When a videographer captures something over time. They start rolling and then stop at some point. They cannot just react to a moment and turn the camera on. The videographer must think about what they want to capture and plan out their coverage.

The major difference with shooting stills [photographs] and motion [video] is shooting from their heads. They cannot shoot from their heart. They must plan their shot more than the still photographer.


This is an example of a storyboard from the book Using Your Camcorder by Mandy Matson.

Every book on capturing motion will address the need to plan your shots list out before hand. You will find every one recommends storyboarding your shots so you have a good idea of what you are planning to get.

As far as just capturing daily life it is rare to get the same emotional content that a still photographer will capture because they cannot just react, they must plan their shots.

When filming for a movie they not only shoot to a storyboard they must create the emotion through the actors. As we know there is usually one angle that can improve the emotional moment than another. Many times the storyboard will have multiple camera angles to jump from to help make this work. They are filming Dumb and Dumber here in Atlanta. Take a look at some of the photos shot of the set by John Spink the AJC photographer here. You can see the same scene shot by John from what is two different places on the set. The reason he was able to do that, is they will redo the scene over and over for different camera angles or variations from the actors themselves.

When in the editing suite they are picking from multiple camera angles and different performances to then craft the scene.

As you can see to shoot video the head is how it is done and not reacting from the heart in the moment.

The one thing that video does have over stills for capture emotion is the sound. This is why a good amount of the evening news footage that is moving is often the interview where the human voice is what is conveying most of the emotion.

Television news knows the power of the still and use it all the time for major news events. Eddie Adams photograph from the Vietnam War of the officer shooting the prisoner is seen all the time on the news when they talk about the war. They had a film crew who caught the entire shooting, but it is the still image that capture the emotion even stronger or they would not be using it over the film.

I believe many of our iconic photographic images of people are where a photographer caught a microexpression. A microexpression is a brief, involuntary facial expression shown on the face of humans according to emotions experienced. They are very brief in duration, lasting only 1/25 to 1/15 of a second.

Most people do not seem to perceive microexpressions in themselves or others because they cannot freeze the moment to see it. You must slow a video down and look frame by frame to see them and running at full speed the average audience will not see them. This is why I think video has a more difficult time to capture emotions.

The Wizards Project was a research project at the University of California, San Francisco led by Paul Ekman and Maureen O'Sullivan that studied the ability of people to detect lies.
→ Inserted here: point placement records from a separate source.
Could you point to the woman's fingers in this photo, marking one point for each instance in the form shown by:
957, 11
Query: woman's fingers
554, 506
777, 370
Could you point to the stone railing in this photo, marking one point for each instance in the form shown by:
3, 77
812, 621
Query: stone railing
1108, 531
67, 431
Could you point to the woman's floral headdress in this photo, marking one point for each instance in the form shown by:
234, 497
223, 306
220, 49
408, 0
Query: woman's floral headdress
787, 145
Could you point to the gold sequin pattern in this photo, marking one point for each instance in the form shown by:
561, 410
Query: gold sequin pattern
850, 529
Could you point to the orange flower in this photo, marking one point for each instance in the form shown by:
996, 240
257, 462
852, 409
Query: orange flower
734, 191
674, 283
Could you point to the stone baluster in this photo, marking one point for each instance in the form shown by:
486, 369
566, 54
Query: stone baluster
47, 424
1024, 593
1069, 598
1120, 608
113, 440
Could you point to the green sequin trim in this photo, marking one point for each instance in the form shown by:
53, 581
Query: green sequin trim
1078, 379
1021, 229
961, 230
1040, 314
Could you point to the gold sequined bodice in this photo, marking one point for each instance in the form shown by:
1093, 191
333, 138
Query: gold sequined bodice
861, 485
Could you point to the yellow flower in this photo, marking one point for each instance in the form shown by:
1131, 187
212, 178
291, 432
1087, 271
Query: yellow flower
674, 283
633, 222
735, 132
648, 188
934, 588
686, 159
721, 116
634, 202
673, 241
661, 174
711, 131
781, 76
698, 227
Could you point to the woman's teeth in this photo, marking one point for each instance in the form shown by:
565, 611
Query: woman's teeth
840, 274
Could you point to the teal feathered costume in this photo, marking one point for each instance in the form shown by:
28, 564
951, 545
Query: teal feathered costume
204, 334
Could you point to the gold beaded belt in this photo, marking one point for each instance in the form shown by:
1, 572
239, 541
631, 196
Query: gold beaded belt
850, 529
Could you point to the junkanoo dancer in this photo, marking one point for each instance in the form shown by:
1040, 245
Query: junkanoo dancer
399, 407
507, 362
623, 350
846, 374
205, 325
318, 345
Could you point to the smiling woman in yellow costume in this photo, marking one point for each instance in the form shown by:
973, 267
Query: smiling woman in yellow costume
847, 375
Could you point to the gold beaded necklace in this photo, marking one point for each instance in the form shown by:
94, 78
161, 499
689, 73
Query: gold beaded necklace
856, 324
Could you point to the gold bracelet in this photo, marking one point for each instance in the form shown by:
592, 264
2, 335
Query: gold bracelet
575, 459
Truth Wizards use microexpressions, among many other cues, to determine if someone is being truthful. The Wizards Project has identified just over 50 people with this ability after testing nearly 20,000 people. So the research pretty much shows that in real time most people miss microexpressions.

For me the power of the photograph is if they capture the "Decisive Moment" then the truth telling makes this a powerful storytelling medium. The photograph can capture the storytelling moment that communicates emotion, because the audience will have time to see it and absorb the moment.

Video or Photograph?

I believe from all my experience that the best visual storytellers are using both their head and hearts.

The still photographer uses their head to plan to be in the right place at the right time. They are able to anticipate moments due to their knowledge of human behavior on a particular subject.

The videographer know how to craft a sequence that will pull on your heart as a package. From their experience they know what has moved their heart in the past.

My suggestion for those telling stories of life happening and not creating stories with actors, is to do like so many news outlets do when it comes to communication news events with a lot of emotion--use stills and the human voice to pull the audience in.